Creation of the Pangenome Bovin Consortium

Creation of the Pangenome Bovin Consortium

Creation of the Pangenome Bovin Consortium

The construction of a single reference genomic sequence for each species has made a major contribution to the analysis of the genome, its diversity and its functioning. But it gives an incomplete representation of the diversity of genomes within a species. By making it possible to produce longer sequence fragments, new sequencing technologies will enable us to go even further in our knowledge of the genomes of each species. INRAE researchers are taking part in the "Bovine Pangenome Consortium", a large-scale international collaboration whose aim is to produce a pangenome, i.e. a large set of high-quality, interconnected genomes, making it possible to describe the full genomic diversity of the species. The consortium's full objectives are described in an article published in the journal Genome Biology.

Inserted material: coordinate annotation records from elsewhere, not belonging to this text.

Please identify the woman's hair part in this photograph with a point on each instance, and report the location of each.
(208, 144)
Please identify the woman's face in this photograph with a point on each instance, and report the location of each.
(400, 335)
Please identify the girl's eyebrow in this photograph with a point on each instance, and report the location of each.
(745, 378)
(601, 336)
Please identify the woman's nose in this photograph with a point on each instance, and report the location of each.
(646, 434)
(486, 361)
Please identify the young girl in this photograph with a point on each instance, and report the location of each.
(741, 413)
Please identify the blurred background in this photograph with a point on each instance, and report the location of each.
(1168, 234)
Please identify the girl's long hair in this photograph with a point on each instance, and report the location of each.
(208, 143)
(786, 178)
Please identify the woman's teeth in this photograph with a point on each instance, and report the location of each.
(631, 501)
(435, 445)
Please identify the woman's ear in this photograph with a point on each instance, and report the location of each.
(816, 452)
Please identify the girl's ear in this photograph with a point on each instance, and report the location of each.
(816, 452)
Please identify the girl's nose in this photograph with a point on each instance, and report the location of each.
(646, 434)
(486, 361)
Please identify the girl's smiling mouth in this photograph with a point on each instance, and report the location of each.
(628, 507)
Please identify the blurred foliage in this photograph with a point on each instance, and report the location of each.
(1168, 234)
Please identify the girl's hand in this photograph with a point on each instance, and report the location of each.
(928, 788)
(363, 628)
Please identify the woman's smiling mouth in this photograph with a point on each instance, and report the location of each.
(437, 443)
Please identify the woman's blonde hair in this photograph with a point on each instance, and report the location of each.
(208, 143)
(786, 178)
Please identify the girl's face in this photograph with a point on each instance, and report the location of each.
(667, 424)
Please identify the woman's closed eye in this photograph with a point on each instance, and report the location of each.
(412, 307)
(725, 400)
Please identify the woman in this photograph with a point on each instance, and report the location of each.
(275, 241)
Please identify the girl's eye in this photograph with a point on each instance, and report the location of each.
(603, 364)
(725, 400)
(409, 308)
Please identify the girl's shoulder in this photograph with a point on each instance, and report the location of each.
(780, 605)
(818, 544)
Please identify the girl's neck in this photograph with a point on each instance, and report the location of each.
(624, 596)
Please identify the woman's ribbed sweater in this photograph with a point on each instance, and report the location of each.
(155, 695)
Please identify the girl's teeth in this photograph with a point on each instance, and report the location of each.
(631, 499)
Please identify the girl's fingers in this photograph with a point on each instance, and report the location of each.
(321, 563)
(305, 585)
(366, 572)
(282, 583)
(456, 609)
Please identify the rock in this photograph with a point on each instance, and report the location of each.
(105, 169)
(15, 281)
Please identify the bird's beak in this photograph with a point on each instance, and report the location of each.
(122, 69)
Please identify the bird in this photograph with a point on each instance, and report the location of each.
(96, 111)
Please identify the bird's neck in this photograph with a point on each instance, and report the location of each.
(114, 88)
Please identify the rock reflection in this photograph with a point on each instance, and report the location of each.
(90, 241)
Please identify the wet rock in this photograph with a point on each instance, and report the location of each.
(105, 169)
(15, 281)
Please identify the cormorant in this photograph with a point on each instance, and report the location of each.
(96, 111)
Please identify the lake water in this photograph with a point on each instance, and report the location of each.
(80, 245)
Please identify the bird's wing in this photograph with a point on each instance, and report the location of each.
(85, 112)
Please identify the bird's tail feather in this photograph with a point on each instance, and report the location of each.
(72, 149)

Since the 2000s, animal genomics work in most species has been based on a "reference" genome assembly, i.e. the best possible representation of the genome of a particular individual of the species studied. This reference is the subject of major investment to maximize its quality and to annotate it, i.e. to decode and give biological meaning to the information contained in the DNA sequences.  The reference genome is a fully public resource, readily available in sequence databases such as Ensembl or NCBI. By comparing sequence data from other individuals with this reference, genetic variants can be identified. This highly efficient approach has made it possible to characterize tens of millions of variants within each species, mainly of small size (substitutions of a single base on the sequence (SNPs) and small insertions-deletions of a few bases at certain points in the genome), with the applications that we know: development of genotyping tools; detection of genome zones (QTL) or specific variants involved in the variability of traits of interest; genomic selection.

However, this approach has its limitations.
The search for structural variants, which are associated with more extensive modifications of the genomic sequence, is complex to conduct and of limited effectiveness. In addition, many of the sequences produced are not mapped onto the reference and are rejected.This is because the genome of the reference individual does not necessarily contain all the sequences present in the species and, more generally, because the genome of the individual studied differs sufficiently from the reference that it is not possible simply to characterize their differences.Indeed, due to the multiple genome rearrangements that occur during the evolution of a species (exchange of sequence fragments between chromosomes, duplication or inversion of the direction of certain portions of the genome), genome collinearity is not complete within a species, and even less so between species, even if they are close.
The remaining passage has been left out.